Ein Ort zwischen Vergangenheit und Zukunft
Das Gut Ziegenberg soll nun das »zu Hause« des Vereins heimatBEWEGEN werden. Es soll unseren Gästen Ruhe und Rückzugsmöglichkeiten, ein produktives Umfeld, ein ausgewogenes Gleichgewicht aus Einsamkeit und Gemeinschaft, eine anregende kreative Athmosphäre, Entspannung und Ausstausch mit anderen Menschen bieten. Ein Ort an dem jeder Einzelne einige Tage von den täglichen Routinen, dem urbanen Stress, dem Verkehr und Lärm, den Verpflichtungen und der ewig gleichen Alltagssituation Abstand nehmen kann. Ein Ort an dem sich digitale Arbeiter/innen von einer kreativen Gemeinschaft inspirieren lassen, konzentriert arbeiten und die Natur genießen können. Ein Ort wo sich ein jeder ausprobieren und gestalten kann.
Um den vielschichtigen Herausforderungen unserer Zeit begegnen zu können, möchten wir zu interdisziplinärem, generationsübergreifendem Denken und Arbeiten ermutigen, neue Begegnungen, den Austausch mit dem vermeintlich Fremden und lebensnahe Erfahrungen durch gemeinsames Wirtschaften fördern. Wir gestalten eine zukunftssichere Heimat – geistige, räumliche, kulturelle-kreative Heimat, die offen ist für Neues. Dieser Herausforderung möchten wir mit dem Anspruch begegnen das Bewusstsein der Menschen vor Ort für das »Voneinander und Miteinander Lernen und Leben« zu öffnen. Wir wollen einen Ort für eine lebendige Stadtgesellschaft schaffen: »Wohnungsergänzungsräume«, für soziale Treffpunkte, Lernräume und Ausgangspunkt für soziales und kulturelles Engagement.
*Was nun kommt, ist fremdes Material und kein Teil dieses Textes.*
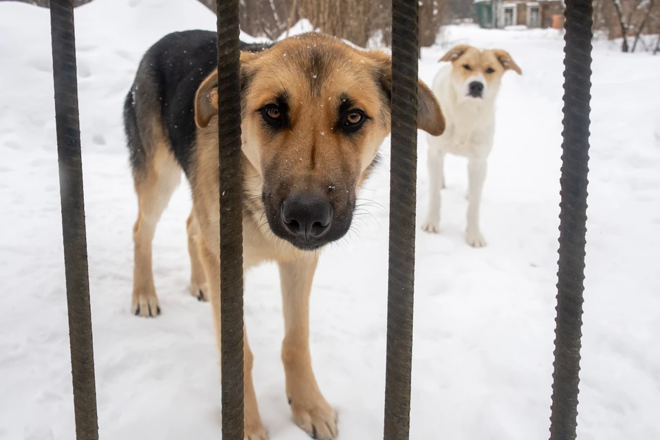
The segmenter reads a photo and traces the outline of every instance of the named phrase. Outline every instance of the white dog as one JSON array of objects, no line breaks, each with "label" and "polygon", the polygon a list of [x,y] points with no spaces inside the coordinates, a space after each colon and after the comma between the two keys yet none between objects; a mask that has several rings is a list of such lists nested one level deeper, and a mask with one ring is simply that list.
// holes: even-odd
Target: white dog
[{"label": "white dog", "polygon": [[507,70],[522,75],[520,68],[501,50],[479,50],[459,45],[440,61],[449,61],[436,74],[431,87],[445,114],[446,128],[428,140],[428,213],[422,228],[437,232],[440,223],[440,190],[445,187],[443,169],[448,153],[468,157],[468,227],[466,239],[475,248],[486,245],[479,229],[479,205],[486,178],[486,162],[493,146],[495,98]]}]

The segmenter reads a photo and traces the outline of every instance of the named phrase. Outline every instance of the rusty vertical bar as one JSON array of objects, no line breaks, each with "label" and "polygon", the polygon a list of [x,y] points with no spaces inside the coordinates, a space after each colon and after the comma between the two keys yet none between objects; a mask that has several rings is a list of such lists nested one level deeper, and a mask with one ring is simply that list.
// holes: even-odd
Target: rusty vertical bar
[{"label": "rusty vertical bar", "polygon": [[419,3],[392,1],[392,137],[385,440],[408,438],[417,162]]},{"label": "rusty vertical bar", "polygon": [[98,422],[72,0],[52,0],[50,28],[76,438],[96,440]]},{"label": "rusty vertical bar", "polygon": [[591,0],[566,0],[564,142],[551,440],[574,440],[586,244],[591,98]]},{"label": "rusty vertical bar", "polygon": [[222,438],[243,440],[243,176],[239,0],[218,0]]}]

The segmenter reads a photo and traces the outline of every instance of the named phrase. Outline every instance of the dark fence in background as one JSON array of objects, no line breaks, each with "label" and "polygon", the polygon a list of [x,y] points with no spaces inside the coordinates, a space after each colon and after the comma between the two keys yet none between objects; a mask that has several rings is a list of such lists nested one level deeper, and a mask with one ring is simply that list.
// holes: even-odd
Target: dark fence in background
[{"label": "dark fence in background", "polygon": [[[417,184],[417,0],[393,0],[385,440],[409,437]],[[78,440],[98,439],[72,0],[51,1],[55,113]],[[218,1],[222,432],[243,440],[239,0]],[[551,439],[575,438],[584,290],[591,0],[566,0],[564,153]]]}]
Als gemeinnütziger Verein möchten wir Raum schaffen, um gemeinsam mit unseren Mitmenschen, der Bürgerschaft, der Stadt und der Wirtschaft an koordinierten Zielen zu arbeiten, statt sich um die Verantwortung zu streiten. Mit der Schaffung von offenen Werkstätten bereichern wir die Vielfalt des städtischen Lebens, machen unsere Stadt attraktiv, tragen zur Aufwertung und so zu nachhaltiger Stadtentwicklung oder regionaler Entwicklung bei. Wir fördern die Netzwerkbildung zunächst unter den NutzerInnen, aber auch durch die Pflege unserer Kontakte und die Zusammenarbeit bzw. die Vernetzung mit Schulen, Handwerkern, Künstlern, Initiativen, Gewerbetreibenden etc.
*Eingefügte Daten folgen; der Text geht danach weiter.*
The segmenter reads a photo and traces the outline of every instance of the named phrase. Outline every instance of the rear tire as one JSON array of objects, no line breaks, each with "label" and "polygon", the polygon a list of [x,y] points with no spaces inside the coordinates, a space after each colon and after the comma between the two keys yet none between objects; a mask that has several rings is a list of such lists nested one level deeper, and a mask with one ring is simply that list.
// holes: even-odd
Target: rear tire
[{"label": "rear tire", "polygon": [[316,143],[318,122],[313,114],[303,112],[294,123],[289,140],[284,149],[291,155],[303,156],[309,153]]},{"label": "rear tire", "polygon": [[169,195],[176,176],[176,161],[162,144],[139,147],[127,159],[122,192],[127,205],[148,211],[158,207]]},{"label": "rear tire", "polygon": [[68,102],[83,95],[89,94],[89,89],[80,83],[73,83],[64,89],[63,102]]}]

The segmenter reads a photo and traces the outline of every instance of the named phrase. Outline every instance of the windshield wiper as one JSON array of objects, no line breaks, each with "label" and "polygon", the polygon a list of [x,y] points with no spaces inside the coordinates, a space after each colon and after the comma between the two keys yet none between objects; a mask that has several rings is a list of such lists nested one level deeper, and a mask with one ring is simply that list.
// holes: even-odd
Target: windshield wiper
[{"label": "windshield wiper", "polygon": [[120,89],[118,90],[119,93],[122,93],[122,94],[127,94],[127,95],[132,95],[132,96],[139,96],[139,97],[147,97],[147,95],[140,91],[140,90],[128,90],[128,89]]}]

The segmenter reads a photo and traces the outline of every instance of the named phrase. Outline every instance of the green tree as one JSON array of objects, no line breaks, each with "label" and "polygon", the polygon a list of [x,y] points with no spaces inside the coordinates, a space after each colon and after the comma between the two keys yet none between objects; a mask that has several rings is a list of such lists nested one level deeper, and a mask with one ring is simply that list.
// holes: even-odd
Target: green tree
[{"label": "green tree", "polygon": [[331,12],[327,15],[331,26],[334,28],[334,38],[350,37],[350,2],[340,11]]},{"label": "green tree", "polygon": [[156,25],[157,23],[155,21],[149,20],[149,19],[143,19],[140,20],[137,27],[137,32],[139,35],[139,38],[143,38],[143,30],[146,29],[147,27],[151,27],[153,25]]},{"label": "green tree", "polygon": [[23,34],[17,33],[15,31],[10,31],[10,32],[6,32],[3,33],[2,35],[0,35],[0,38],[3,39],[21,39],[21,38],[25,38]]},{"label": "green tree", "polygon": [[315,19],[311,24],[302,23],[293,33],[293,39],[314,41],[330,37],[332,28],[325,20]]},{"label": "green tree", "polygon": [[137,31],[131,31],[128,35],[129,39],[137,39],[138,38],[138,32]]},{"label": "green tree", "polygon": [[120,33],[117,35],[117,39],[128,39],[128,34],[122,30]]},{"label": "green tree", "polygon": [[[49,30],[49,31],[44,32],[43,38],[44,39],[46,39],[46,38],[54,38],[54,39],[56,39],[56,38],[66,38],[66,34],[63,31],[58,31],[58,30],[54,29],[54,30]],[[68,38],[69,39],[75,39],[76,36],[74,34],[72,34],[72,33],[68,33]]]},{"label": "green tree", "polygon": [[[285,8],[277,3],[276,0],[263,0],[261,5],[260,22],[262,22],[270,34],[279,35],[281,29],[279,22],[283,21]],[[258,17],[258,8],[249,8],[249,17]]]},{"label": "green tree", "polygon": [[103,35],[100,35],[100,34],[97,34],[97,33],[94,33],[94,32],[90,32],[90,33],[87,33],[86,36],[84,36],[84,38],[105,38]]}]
Aus der Geschichte des Gutes Ziegenberg
Nach der Zerstörung des Klosters auf dem Schlossberge in Ballenstedt in den Bauernkriegen im Jahre 1525 erstand aus den alten Gebäuden bis Ende des 18. Jahrhunderts das Schloss. Seine heutige Gestalt erhielt es im 19. Jahrhundert. Auf Veranlassung des Herzogs wurden 1905 durch Baurat Starke Untersuchungen angestellt, die zu dem Ergebnis geführt haben, dass hier oben auf dem Schlossberge keinerlei Reste einer alten Burganlage nachgewiesen werden konnten. Es ist also nicht anzunehmen, dass die Ballenstedter Askanierburg auf dem Schlossberge gestanden hat.
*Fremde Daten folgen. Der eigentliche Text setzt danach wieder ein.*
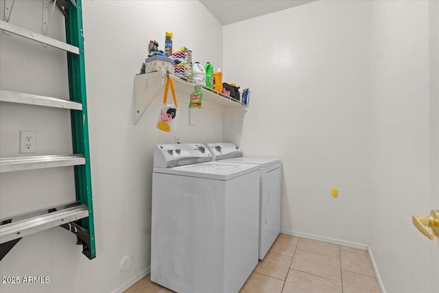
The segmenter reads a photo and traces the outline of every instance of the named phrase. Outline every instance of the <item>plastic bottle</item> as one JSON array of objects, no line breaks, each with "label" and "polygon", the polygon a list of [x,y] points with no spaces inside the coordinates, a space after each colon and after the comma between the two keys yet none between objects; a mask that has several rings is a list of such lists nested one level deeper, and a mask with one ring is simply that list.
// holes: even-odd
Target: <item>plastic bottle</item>
[{"label": "plastic bottle", "polygon": [[221,72],[221,68],[218,68],[218,70],[213,73],[213,78],[215,80],[215,90],[222,92],[222,72]]},{"label": "plastic bottle", "polygon": [[195,85],[195,90],[191,95],[189,101],[189,108],[201,109],[201,101],[203,97],[203,92],[201,91],[201,86],[200,84]]},{"label": "plastic bottle", "polygon": [[165,34],[165,51],[168,57],[172,55],[172,32],[166,32]]},{"label": "plastic bottle", "polygon": [[206,70],[206,86],[209,89],[213,89],[213,67],[210,62],[204,65]]},{"label": "plastic bottle", "polygon": [[193,80],[200,84],[204,84],[206,82],[206,71],[203,66],[199,62],[195,62],[193,65]]}]

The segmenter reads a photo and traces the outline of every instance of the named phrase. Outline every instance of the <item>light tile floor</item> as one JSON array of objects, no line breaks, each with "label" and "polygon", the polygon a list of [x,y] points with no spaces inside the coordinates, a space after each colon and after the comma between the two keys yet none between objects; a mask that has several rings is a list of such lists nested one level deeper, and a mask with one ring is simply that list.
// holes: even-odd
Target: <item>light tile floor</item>
[{"label": "light tile floor", "polygon": [[[168,293],[150,275],[125,293]],[[281,233],[239,293],[381,293],[366,250]],[[206,292],[209,293],[209,292]]]}]

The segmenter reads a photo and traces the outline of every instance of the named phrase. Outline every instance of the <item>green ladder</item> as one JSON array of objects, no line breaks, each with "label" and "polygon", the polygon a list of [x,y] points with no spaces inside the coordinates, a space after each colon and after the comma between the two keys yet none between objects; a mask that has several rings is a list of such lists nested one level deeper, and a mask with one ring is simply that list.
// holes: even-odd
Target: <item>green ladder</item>
[{"label": "green ladder", "polygon": [[[73,154],[0,159],[0,172],[73,166],[76,201],[26,215],[2,219],[0,260],[23,237],[60,226],[77,236],[82,253],[96,257],[88,146],[88,126],[81,0],[58,1],[64,16],[67,43],[0,21],[0,30],[64,50],[67,54],[70,101],[0,90],[0,101],[70,109]],[[55,4],[54,4],[55,5]]]}]

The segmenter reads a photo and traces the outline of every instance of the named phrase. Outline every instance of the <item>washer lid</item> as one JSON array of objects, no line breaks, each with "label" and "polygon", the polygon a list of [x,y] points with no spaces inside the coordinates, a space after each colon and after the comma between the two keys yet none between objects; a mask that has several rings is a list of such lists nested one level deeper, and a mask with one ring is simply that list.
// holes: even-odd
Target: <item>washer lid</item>
[{"label": "washer lid", "polygon": [[259,167],[257,165],[208,162],[173,168],[154,167],[154,172],[155,173],[227,180],[259,169]]},{"label": "washer lid", "polygon": [[280,159],[276,158],[259,158],[256,156],[241,156],[240,158],[228,159],[222,160],[224,163],[239,163],[242,164],[257,164],[261,167],[268,167],[277,163],[281,163]]}]

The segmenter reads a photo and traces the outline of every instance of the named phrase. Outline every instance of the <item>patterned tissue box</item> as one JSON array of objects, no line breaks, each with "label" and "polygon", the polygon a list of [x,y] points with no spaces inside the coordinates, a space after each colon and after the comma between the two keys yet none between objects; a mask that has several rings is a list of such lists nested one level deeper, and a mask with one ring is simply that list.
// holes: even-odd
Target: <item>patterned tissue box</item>
[{"label": "patterned tissue box", "polygon": [[[176,50],[172,50],[171,58],[175,60],[176,63],[174,73],[180,76],[192,79],[192,51],[186,47],[182,47]],[[178,62],[180,61],[180,62]]]}]

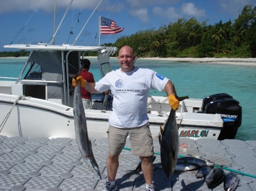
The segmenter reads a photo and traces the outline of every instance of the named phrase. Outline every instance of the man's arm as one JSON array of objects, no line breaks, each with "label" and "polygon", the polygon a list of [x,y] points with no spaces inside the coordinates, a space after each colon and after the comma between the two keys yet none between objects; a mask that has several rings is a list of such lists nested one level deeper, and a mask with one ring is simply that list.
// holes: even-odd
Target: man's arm
[{"label": "man's arm", "polygon": [[164,91],[166,92],[167,97],[171,94],[174,94],[172,83],[171,82],[171,80],[168,80],[164,86]]},{"label": "man's arm", "polygon": [[174,110],[177,110],[179,109],[179,105],[180,101],[176,99],[175,95],[174,92],[174,86],[172,86],[172,83],[171,80],[169,80],[166,83],[164,86],[164,91],[167,94],[168,100],[169,101],[169,104],[171,107]]},{"label": "man's arm", "polygon": [[85,85],[83,87],[91,94],[100,93],[98,91],[95,90],[95,83],[86,82],[85,83]]}]

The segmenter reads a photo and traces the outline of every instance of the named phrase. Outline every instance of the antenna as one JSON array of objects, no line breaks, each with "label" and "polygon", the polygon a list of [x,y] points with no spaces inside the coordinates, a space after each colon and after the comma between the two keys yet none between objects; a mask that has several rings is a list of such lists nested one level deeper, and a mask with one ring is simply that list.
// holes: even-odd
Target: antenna
[{"label": "antenna", "polygon": [[82,27],[82,29],[80,31],[80,32],[79,32],[79,34],[77,35],[77,36],[76,37],[76,38],[75,39],[74,42],[73,43],[73,44],[71,45],[73,45],[76,42],[76,41],[77,40],[78,38],[79,37],[79,36],[80,36],[81,33],[82,33],[82,30],[84,30],[84,27],[85,27],[85,26],[87,24],[87,23],[88,22],[89,20],[90,20],[90,18],[92,17],[92,16],[93,15],[93,14],[94,13],[94,12],[96,11],[97,8],[98,8],[98,6],[100,5],[100,4],[101,3],[101,2],[102,1],[102,0],[101,0],[101,1],[100,2],[100,3],[98,3],[98,5],[97,6],[96,8],[95,8],[94,10],[93,11],[93,12],[92,13],[92,14],[90,15],[90,17],[89,18],[89,19],[87,20],[86,22],[85,23],[85,24],[84,25],[84,27]]},{"label": "antenna", "polygon": [[57,28],[57,29],[56,30],[55,32],[54,33],[53,35],[52,36],[52,40],[51,40],[51,42],[49,42],[48,44],[51,44],[52,43],[52,41],[53,41],[53,40],[55,39],[56,34],[58,32],[59,29],[60,28],[60,25],[61,24],[62,22],[63,22],[63,19],[64,19],[65,16],[66,16],[67,13],[68,12],[68,11],[69,9],[70,6],[71,5],[73,1],[73,0],[71,1],[69,5],[68,5],[68,7],[67,8],[66,12],[65,12],[65,14],[64,14],[63,16],[62,17],[62,19],[60,22],[60,24],[59,24],[59,26]]}]

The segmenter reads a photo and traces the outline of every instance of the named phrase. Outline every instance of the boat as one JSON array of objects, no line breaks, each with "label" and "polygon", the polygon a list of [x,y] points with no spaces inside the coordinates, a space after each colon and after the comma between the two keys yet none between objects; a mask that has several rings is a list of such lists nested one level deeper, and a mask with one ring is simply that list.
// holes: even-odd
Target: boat
[{"label": "boat", "polygon": [[[73,91],[68,74],[76,73],[81,67],[80,59],[92,51],[97,54],[99,72],[104,77],[111,71],[110,58],[118,49],[74,44],[40,42],[4,46],[30,50],[30,54],[16,81],[0,80],[1,135],[75,138]],[[111,91],[107,95],[92,95],[93,109],[85,109],[90,137],[107,137],[113,99]],[[158,135],[159,126],[164,124],[170,109],[166,96],[148,96],[147,113],[153,137]],[[239,101],[225,93],[185,99],[180,101],[176,113],[181,138],[234,139],[241,124]]]},{"label": "boat", "polygon": [[[72,79],[80,67],[80,58],[88,51],[98,53],[102,76],[111,71],[110,57],[116,47],[13,44],[5,48],[30,50],[16,81],[0,81],[1,134],[7,137],[75,137]],[[88,134],[106,137],[113,96],[93,94],[93,109],[85,109]],[[159,126],[171,108],[166,96],[148,96],[147,113],[151,133],[156,137]],[[225,93],[204,99],[180,101],[176,111],[180,138],[234,139],[241,124],[239,102]]]}]

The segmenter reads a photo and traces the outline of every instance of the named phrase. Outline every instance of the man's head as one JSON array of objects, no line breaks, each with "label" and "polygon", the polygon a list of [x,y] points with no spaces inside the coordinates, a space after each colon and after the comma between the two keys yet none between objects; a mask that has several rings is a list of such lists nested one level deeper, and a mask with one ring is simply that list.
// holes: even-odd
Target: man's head
[{"label": "man's head", "polygon": [[134,60],[136,56],[133,49],[128,46],[122,47],[119,50],[118,62],[122,71],[131,71],[134,69]]},{"label": "man's head", "polygon": [[82,59],[81,60],[81,65],[82,66],[84,65],[84,67],[82,67],[83,69],[88,69],[90,67],[90,62],[88,59]]}]

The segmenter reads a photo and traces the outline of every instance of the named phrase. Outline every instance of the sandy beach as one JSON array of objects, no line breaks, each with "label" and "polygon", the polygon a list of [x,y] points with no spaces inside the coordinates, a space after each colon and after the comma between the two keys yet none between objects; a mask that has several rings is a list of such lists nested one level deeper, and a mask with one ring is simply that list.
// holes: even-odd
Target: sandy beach
[{"label": "sandy beach", "polygon": [[[87,58],[97,58],[94,56],[86,57]],[[0,60],[8,59],[20,59],[27,58],[27,57],[0,57]],[[235,65],[245,65],[256,66],[256,58],[138,58],[138,60],[165,60],[174,62],[202,62],[202,63],[217,63],[222,64],[230,64]]]},{"label": "sandy beach", "polygon": [[217,63],[256,66],[256,58],[139,58],[139,60],[166,60],[175,62]]}]

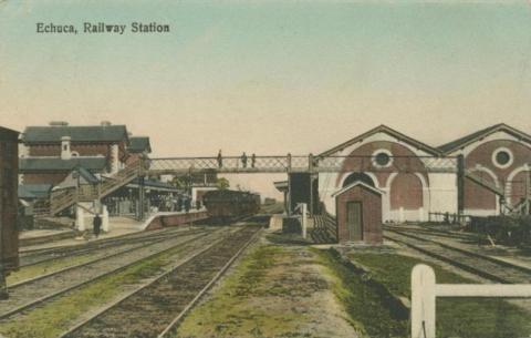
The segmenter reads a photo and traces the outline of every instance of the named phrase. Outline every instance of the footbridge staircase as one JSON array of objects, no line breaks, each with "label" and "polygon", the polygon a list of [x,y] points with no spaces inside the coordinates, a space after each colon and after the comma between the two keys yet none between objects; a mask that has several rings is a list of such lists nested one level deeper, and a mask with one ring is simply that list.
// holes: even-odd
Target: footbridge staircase
[{"label": "footbridge staircase", "polygon": [[143,162],[128,164],[123,170],[103,176],[97,184],[52,191],[48,207],[35,211],[38,216],[53,216],[81,202],[98,201],[143,174]]}]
Nun sind aber in Ballenstedt eine Reihe von Herrenhöfen vorhanden gewesen, wie der Oberhof und Niederhof. Dazu gehörte auch die sogenannte Burg, die in älteren amtlichen Schriften auch als »Scloss« bezeichnet wird. Diese Burg hat unweit des alten Marktes gegenüber der Nikolaikirche im Gartengelände des jetzigen Gutes von Happich gelegen. Sie hat mit ihren Anlagen bis an die später als »Holzmauer« bezeichnete Befestigung gereicht. Zu Beckmanns Zeiten (1700) waren noch Reste erkennbar. Er schreibt darüber: »Es ist auch unweit dem Markte ostwerts ein Ort vorhanden / welchen man die alte Burg heißt / und jetzo ganz verödet ist / die Herren von Stammer aber vor vielen Jahren damit belehnet gewesen / mag jedoch vor diesen ansehnlichen Werk gewesen sein / in dem es mit einem tiefen Wassergraben umgeben / auch noch Mauern daselbst von Sandstein zu sehen / worüber ein Keller vorhanden«.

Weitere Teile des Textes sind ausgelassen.